The "so what" here is not subtle. You get genuine hardware isolation, you close the internal queue-proxy vulnerability, and you pay zero performance cost compared to running completely unsandboxed containers. That is the trade-off that neither gVisor nor Kata Containers could offer.


What This Actually Means

unikernels have been "promising" for a while now. The research community has known they have good properties for serverless workloads. The gap has always been practical integration, nobody wants to throw away their entire container toolchain to use a different paradigm.

What this work demonstrates is that you do not have to. urunc slots into the existing Kubernetes CRI layer, speaks OCI, works with standard Knative, and requires no changes to how you orchestrate or deploy. The unikernel-specific stuff is entirely at the container runtime level, which is the right place for it.

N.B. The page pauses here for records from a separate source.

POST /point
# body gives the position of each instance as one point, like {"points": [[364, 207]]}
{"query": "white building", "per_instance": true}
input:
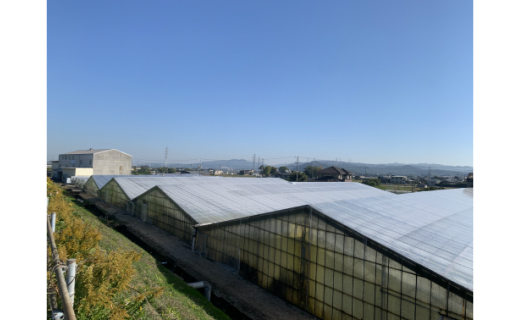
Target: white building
{"points": [[90, 162]]}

There are still open questions. The benchmark uses a simple HTTP reply function, not a compute-intensive workload. Real serverless functions do database calls, machine learning inference, image processing. How unikernels behave under those workloads at scale is not covered here, and the researchers acknowledge they want to look at hardware acceleration next.

But the core claim is that unikernels can enable genuine multi-tenancy on Knative without sacrificing performance is backed by solid numbers. And the design insight about separating the queue-proxy from the user function is something that every Knative deployment dealing with untrusted workloads should be thinking about.


That is all from my side on this one.

Worth keeping an eye on urunc as it develops.